In 2021, her daughter Harli was the subject of numerous news reports when she contracted COVID and never recovered. 

Brandi Hecht

“The only thing I can think of is somebody knows that I’m not quiet, that I will talk,” she said. If the hacker’s goal was to get Hecht fired up, it worked. The district, she said, needs to be held accountable for a failure to protect her children. Still, she said she hasn’t been able to get any answers from school administrators. 

“I’ve emailed the superintendent and I just continue to call that helpline,” she said “Nothing. Nobody has responded. I can’t even get through, it just rings and rings and rings. To me, that tells me there are so many parents calling.”

Hecht said she has since retained a lawyer, and a pair of other parents have already filed a class-action lawsuit against the district. The Oct. 31 complaint accuses Clark County schools of negligence, particularly in the wake of the 2020 ransomware attack. The lawsuit alleges the district has refused “to fully disclose any details of the attack and what data were accessed and were available for third parties to exploit.” 

“We think the district should be held accountable for their failures and ideally they will be able to make a more secure network in the future and anyone who has been subject to these data breaches will get the proper identity protection provided by the district at a minimum,” attorney Steve Hackett, who represents the families, told The 74.

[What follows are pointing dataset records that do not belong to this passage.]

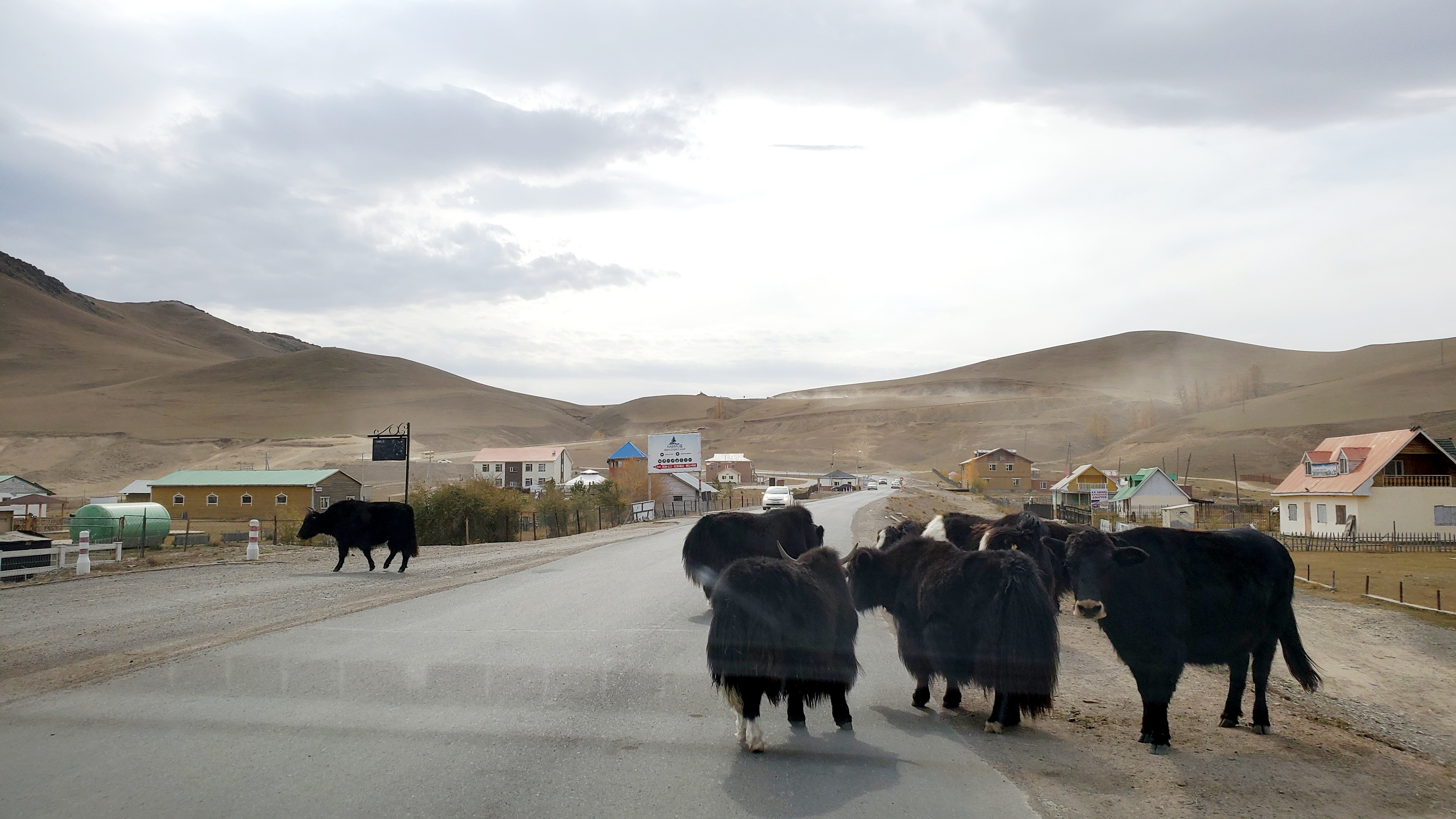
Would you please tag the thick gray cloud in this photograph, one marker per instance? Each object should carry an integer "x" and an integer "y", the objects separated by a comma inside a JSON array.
[{"x": 289, "y": 193}]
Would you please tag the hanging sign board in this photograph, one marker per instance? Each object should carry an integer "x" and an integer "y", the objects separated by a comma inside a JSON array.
[{"x": 675, "y": 452}]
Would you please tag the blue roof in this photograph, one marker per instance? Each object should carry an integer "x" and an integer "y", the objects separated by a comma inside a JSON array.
[{"x": 628, "y": 451}]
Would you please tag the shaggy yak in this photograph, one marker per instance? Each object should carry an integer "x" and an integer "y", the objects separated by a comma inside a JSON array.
[
  {"x": 363, "y": 525},
  {"x": 718, "y": 540},
  {"x": 970, "y": 617},
  {"x": 1173, "y": 597},
  {"x": 784, "y": 629}
]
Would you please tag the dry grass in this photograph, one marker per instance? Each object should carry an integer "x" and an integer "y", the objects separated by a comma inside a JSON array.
[{"x": 1422, "y": 573}]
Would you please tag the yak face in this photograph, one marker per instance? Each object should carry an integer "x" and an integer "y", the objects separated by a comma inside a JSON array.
[
  {"x": 870, "y": 582},
  {"x": 1093, "y": 559},
  {"x": 312, "y": 525}
]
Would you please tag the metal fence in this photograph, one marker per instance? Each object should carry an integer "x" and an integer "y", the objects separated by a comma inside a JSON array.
[{"x": 1387, "y": 543}]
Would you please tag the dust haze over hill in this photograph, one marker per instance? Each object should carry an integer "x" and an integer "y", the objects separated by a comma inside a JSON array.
[{"x": 95, "y": 394}]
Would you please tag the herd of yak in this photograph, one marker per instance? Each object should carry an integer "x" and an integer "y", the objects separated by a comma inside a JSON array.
[{"x": 975, "y": 602}]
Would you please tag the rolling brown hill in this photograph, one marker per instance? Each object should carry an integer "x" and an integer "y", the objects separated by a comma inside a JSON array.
[{"x": 95, "y": 393}]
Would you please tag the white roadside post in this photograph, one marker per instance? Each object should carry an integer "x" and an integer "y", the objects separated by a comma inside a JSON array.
[{"x": 83, "y": 554}]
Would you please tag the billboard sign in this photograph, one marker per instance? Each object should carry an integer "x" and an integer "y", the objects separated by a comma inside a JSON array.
[{"x": 675, "y": 452}]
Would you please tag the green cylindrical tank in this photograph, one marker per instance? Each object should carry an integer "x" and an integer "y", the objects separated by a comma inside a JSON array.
[{"x": 111, "y": 522}]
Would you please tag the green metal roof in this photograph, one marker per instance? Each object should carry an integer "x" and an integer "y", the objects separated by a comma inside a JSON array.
[{"x": 244, "y": 478}]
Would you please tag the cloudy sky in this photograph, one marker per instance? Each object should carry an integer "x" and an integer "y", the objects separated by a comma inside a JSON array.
[{"x": 599, "y": 200}]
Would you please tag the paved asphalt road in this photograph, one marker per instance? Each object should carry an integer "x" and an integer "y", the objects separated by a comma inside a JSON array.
[{"x": 577, "y": 688}]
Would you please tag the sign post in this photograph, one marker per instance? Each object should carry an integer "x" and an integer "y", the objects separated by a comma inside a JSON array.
[
  {"x": 673, "y": 452},
  {"x": 394, "y": 445}
]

Among those calling for Superintendent Yara to resign is Nevada Assembly Speaker Steve Yeager, who charged the district with nontransparency.

In an email, a district spokesperson said that individuals found to be affected by the breach will receive data breach notifications in the mail and declined to comment on whether it had, or planned to, pay the ransom. The district’s refusal to pay a ransom after the 2020 breach led hackers to release Social Security numbers, student grades and other private information. 

“As the investigation continues, we are committed to cooperating with agencies responsible for finding the responsible party and holding them accountable,” the statement said. 

The district also offered a sharp rebuttal to calls for Jara’s resignation, specifically referring to its contentious relationship with the local teachers union: “Superintendent Jara will remain superintendent as long as the Board of Trustees desires him to do so,” the statement continued “No bullying pressure, harassment or coordination with the leadership of the Clark County Education Association will deter him from his job to educate over 300,000 students and protect taxpayer resources from those who wish to harm the district or its finances.” 

Hecht said the release of sensitive files, like medical records and special education reports, is particularly concerning, with implications extending far beyond those of Social Security numbers and financial records. She offered a message of her own directly to the hackers. 

“It worries me because this stuff is going to follow them for life,” she said. “Look, I know that our district is not great, but if you’re going to go against the district, don’t take our kids down with you. They did nothing wrong.”